Juan Valdez? The coffee magnate? Cool, consider me enlightened.

Also, there’s some speculation that pre-Clovis “Europeans” might might have hopscotched along the ice “rim” that would have (practically, if not literally)connected North America and Europe. No proof, but it’s an intriguing thought.

Ooops, my bad, I was thinking North America. No offence intended to our Mexican and Canadian friends.

If we include Puerto Rico or the US Virgin Islands is it Columbus?

John Cabot (Giovanni Cabato) sailed to North America in 1497. Some people think he made it to Maine on this voyage, but Newfoundland or Nova Scotia seems more likely.

He made a second voyage the next year but apparently never returned from it. Nobody really knows if he made it to the U.S., though some sources claim (from what evidence I can’t imagine) that he made it to Chesapeake Bay.

Brendan the Bold. 450-something-or-other A.D.

Legend, nothing more.

Who was the first to circumnavigate the globe?

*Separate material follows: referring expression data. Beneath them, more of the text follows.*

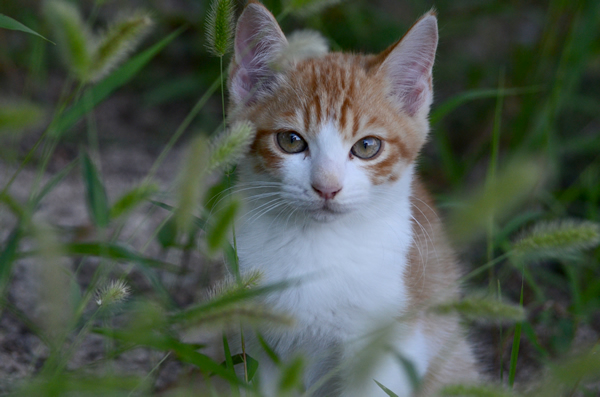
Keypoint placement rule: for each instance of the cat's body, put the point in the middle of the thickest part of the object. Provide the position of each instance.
(332, 201)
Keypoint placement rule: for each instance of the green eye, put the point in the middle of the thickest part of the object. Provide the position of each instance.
(291, 142)
(366, 148)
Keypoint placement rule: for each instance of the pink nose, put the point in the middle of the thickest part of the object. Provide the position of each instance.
(327, 192)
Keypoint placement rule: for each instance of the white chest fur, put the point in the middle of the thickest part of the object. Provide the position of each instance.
(349, 270)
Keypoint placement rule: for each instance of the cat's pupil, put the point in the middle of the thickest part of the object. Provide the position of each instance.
(291, 142)
(366, 148)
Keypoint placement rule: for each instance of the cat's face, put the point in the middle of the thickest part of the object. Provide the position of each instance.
(332, 132)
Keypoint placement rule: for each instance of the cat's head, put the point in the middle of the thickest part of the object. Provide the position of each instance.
(333, 130)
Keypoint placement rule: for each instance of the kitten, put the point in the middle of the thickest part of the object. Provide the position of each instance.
(332, 199)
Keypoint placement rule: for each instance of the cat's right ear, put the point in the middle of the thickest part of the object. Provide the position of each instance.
(258, 42)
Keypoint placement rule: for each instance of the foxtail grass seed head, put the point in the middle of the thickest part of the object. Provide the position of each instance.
(18, 115)
(191, 182)
(114, 292)
(74, 40)
(306, 8)
(117, 43)
(303, 44)
(219, 27)
(230, 285)
(557, 239)
(483, 310)
(231, 145)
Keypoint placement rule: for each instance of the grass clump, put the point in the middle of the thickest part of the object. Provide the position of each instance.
(545, 106)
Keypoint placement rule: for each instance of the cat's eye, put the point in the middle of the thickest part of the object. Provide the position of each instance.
(366, 148)
(291, 142)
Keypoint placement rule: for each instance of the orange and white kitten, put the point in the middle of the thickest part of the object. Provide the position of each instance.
(333, 200)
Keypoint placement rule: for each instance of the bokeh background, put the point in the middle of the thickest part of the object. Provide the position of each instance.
(512, 79)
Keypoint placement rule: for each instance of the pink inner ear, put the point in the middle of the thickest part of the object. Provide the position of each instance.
(409, 66)
(258, 40)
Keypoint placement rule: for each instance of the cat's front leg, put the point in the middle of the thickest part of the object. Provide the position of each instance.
(396, 360)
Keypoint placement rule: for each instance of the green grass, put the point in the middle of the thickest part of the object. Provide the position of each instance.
(517, 105)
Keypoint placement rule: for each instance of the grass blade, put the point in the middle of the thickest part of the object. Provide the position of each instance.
(132, 199)
(112, 251)
(7, 22)
(445, 108)
(385, 389)
(217, 233)
(7, 257)
(96, 193)
(514, 355)
(102, 90)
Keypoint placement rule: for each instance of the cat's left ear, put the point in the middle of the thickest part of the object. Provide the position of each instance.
(407, 65)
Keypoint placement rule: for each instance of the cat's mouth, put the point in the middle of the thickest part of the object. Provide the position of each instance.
(327, 211)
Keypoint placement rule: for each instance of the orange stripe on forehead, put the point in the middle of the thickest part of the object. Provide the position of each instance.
(344, 110)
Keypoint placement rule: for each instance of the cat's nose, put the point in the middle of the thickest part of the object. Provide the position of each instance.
(327, 192)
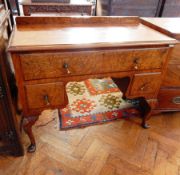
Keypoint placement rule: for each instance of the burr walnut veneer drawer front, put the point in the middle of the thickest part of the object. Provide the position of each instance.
(146, 84)
(50, 65)
(45, 95)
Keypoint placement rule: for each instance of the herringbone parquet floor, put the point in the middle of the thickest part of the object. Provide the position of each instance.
(117, 148)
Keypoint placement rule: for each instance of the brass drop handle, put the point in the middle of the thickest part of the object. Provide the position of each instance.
(143, 86)
(66, 66)
(136, 63)
(46, 99)
(176, 100)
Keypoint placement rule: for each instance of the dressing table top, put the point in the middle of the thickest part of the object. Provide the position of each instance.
(52, 33)
(170, 26)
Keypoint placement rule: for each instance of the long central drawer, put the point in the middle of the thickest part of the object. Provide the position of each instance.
(51, 65)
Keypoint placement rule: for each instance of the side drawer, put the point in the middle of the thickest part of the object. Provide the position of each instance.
(172, 77)
(44, 95)
(146, 85)
(50, 65)
(169, 99)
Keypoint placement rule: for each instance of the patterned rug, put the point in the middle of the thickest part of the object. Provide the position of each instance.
(93, 101)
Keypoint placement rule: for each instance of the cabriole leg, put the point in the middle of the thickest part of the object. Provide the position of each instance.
(28, 122)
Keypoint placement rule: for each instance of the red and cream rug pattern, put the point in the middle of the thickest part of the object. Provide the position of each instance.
(93, 101)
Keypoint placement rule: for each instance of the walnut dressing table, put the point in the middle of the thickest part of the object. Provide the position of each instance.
(170, 87)
(48, 52)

Magellan or Elcano ?
Just making a point that the famous guy in charge can get credit over the small guy.
But the Valdez bit is coffee joke ne?

If you get into the realm of speculation and the hopeful yet far-fetched, there are plenty of candidates for pre-de Soto Europeans setting foot in the US. There are even monuments to them.

1.) A lot of people think the Vikings made it down to New England. AFAIK, no respectable historian believes this. But there’s actually a statue of Leif Ericson, in a rather stubby little Viking boat, on Charlesbank West in Boston. That’s part of the green lawn separatinmg the two halves of Commonwealth Ave. to the west of Massachusetts Avenue (or, as Bostonians put it, between the halves of Comm Ave to the Fenway side of MassAve.)

2.) Other people think the “Newport Tower” was built by Vikings, or by an Icelandic Bishop. It’s in Newport, RI.

3.) Others think that Prince Henry Sinclair landed in Massachusetts (after visiting Canada) in 1398 and buried one of his men in Westford, MA, off 495 to the northwest of Boston. They’ve put up a chaqin perimeter around a rock they believe to be engraved with a memorial to the knight vcarved, they hold, in 1398), and there’;s now a granite marker explaining all this.

4.) The Dighton Rock in Masachusetts has carvings on it, now well-weathered. There have been various claims put forth as to who did the varvings, including Indians (for a change), Irish monks, and Vikings. One of the more interesting claimks was that it was done by Joao Vaz Cortereal, brother of Miguel, before Columbus.

5.) There are lots of others – Welsh Prince Madoc was held to have come over in the 12th century, and there’s a monument to him in Kentucky (!), or the Kensington Rune Stone in Minnesota, carved b Vikings who penetrated suspiciously far into the US without leaving marks elsewhere, or Mystery Hill in Salem, NH, claimed for Irish Monks and Vikings and God knows who else. There are tons of other claimants, but these fascinate me because somebody believed them enough to pay for and erect markers for them sometime in the last 200 years.

I would think that doesn’t necessarily mean that another European was in Florida first. A few alternate theories:

  • Someone from the west indies who learned some spanish from explorers there went to florida and taught a floridan native.

  • the ‘native american’ met in florida might not actually have been native to florida.

Probably pretty obvious possibilities, just thought I’d mention them.